= InfoDev =

infoDev is a World Bank Group program that supports high-growth entrepreneurs in developing economies. The program is part of the Innovation and Entrepreneurship Unit of the World Bank Group's Trade and Competitiveness Global Practice.

infoDev connects entrepreneurs with knowledge, funding and mentors through a global network of business incubators. The program has launched Climate Innovation Centers, Mobile Application Labs (mLabs), and Agribusiness Entrepreneurship Centers in developing countries around the world, including the Caribbean, Ethiopia, Ghana, Kenya, Morocco, South Africa and Vietnam.

== Climate Technology Program ==

The Climate Technology Program helps developing economies identify profitable solutions to climate change. A 2015 infoDev study, Building Competitive Green Industries, found that $6.4 trillion will be invested in clean technologies in developing countries over the next decade.

infoDev has launched seven Climate Innovation Centers, which offer seed financing, policy interventions, network linkages, and technical and business training to entrepreneurs. In 2015, Climate Innovation Centers supported 270 clean technology startups.

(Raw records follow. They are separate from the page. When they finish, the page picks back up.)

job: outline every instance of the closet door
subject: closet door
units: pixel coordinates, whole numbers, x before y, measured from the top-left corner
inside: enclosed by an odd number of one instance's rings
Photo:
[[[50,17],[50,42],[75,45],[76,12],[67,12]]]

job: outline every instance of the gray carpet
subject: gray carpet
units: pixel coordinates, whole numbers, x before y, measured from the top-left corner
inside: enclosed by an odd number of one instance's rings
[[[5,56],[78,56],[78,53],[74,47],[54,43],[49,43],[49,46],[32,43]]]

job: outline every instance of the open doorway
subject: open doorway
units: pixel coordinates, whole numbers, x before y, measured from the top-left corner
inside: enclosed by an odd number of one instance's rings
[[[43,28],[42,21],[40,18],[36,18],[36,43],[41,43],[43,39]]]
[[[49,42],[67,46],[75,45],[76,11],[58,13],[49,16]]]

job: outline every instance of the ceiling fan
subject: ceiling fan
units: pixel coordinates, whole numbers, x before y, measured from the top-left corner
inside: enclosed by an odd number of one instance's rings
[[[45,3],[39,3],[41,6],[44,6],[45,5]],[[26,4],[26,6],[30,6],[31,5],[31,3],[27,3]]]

== Digital Entrepreneurship Program ==

The Digital Entrepreneurship Program supports the growth of competitive mobile application industries in emerging and frontier markets. The program has established Mobile Application Labs (mLabs)—incubation facilities and innovation hubs for digital entrepreneurs—in Kenya, South Africa and Senegal.
Digital marketing based on four piece's :
 1)Product
 2)Promotion
 3)placement
 4)Price

infoDev published a Business Analytics Toolkit for Tech Hub Managers in 2015.

== Agribusiness Entrepreneurship Program ==

The Agribusiness Entrepreneurship Program supports the growth of competitive agro-processing enterprises by advancing innovation in products, processes and business models. The World Bank Group estimates that Africa’s food market will be worth $1 trillion by 2030.

The program has launched Agribusiness Entrepreneurship Centers in Tanzania and Nepal.

== Access to Finance Program ==
The Access to Finance Program connects entrepreneurs with early-stage capital and networks. The program also publishes research on innovative forms of financing for entrepreneurs in developing economies, including crowdfunding and angel investors.

infoDev has published Crowdfunding in Emerging Markets: Lessons from East African Startups and Creating Your Own Angel Investor Group: A Guide for Emerging and Frontier Markets.